Teamed with Steve Garvey, Davey Lopes, and Ron Cey for over eight years, Russell was an integral part of baseball’s longest-lasting infield and a vital cog in the Dodgers’ annual drive for a pennant. With Russell at short, the Dodgers made it to the World Series in 1977, 1978, and won it all in 1981. Only Zach Wheat played more games and seasons as a Dodger than Russell.
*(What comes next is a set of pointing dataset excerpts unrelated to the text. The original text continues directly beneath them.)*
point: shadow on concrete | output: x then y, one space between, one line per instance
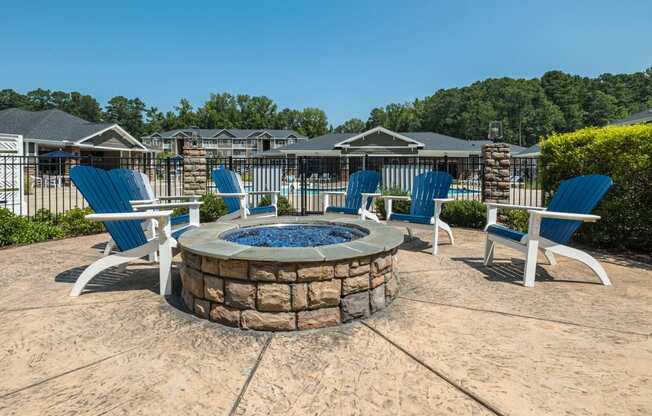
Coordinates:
111 280
511 271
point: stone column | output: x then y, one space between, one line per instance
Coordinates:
496 184
194 167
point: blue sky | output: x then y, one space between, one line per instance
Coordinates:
345 57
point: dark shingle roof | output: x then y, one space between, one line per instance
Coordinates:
644 116
430 140
52 124
207 133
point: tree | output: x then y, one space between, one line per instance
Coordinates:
313 122
355 125
128 113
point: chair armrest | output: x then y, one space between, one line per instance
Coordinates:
170 205
129 216
142 201
264 192
565 216
397 197
172 198
512 206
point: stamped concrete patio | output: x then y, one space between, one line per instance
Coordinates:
460 339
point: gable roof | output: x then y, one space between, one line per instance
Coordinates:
432 142
238 133
644 116
55 125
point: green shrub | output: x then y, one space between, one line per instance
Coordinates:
283 205
73 223
400 207
625 154
515 219
471 214
15 229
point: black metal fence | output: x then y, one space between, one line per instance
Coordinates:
302 181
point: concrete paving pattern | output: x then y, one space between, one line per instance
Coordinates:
460 339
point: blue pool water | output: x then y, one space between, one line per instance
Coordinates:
294 235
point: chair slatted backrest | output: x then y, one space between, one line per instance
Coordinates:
226 181
132 183
364 181
579 195
426 187
102 194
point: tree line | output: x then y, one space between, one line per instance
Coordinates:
219 111
528 109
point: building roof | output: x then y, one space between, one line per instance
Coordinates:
532 151
644 116
208 133
54 125
431 142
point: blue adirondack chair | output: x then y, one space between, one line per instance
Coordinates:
141 193
231 188
550 229
360 194
109 198
429 193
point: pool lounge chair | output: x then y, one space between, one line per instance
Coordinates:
360 194
550 229
230 187
108 197
429 193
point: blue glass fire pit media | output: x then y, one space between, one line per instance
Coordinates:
294 235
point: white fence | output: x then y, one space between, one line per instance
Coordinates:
11 172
A finger injury made his throws erratic late in his career, and he retired after 1986 to become a Dodger coach. When Tommy Lasorda retired on July 29, 1996, Russell was named as the team’s interim manager and earned the full-time job after leading the Dodgers to a strong 35-21 finish and a playoff berth. During the 1997 campaign Russell used 101 different lineups as the Dodgers finished just shy of the Giants in a tight NL West race that came down to the last series of the season.
The team was sold after the season to Rupert Murdoch’s Fox Group, who showed little tolerance for a slow start in ’98. On June 21, Russell and GM Fred Claire were both shown the door with the team lingering at 36-38. Stung by the firing, the Dodger great didn’t return to the majors until the 2000 season, when he joined the Tampa Bay Devil Rays as Larry Rothschild‘s bench coach.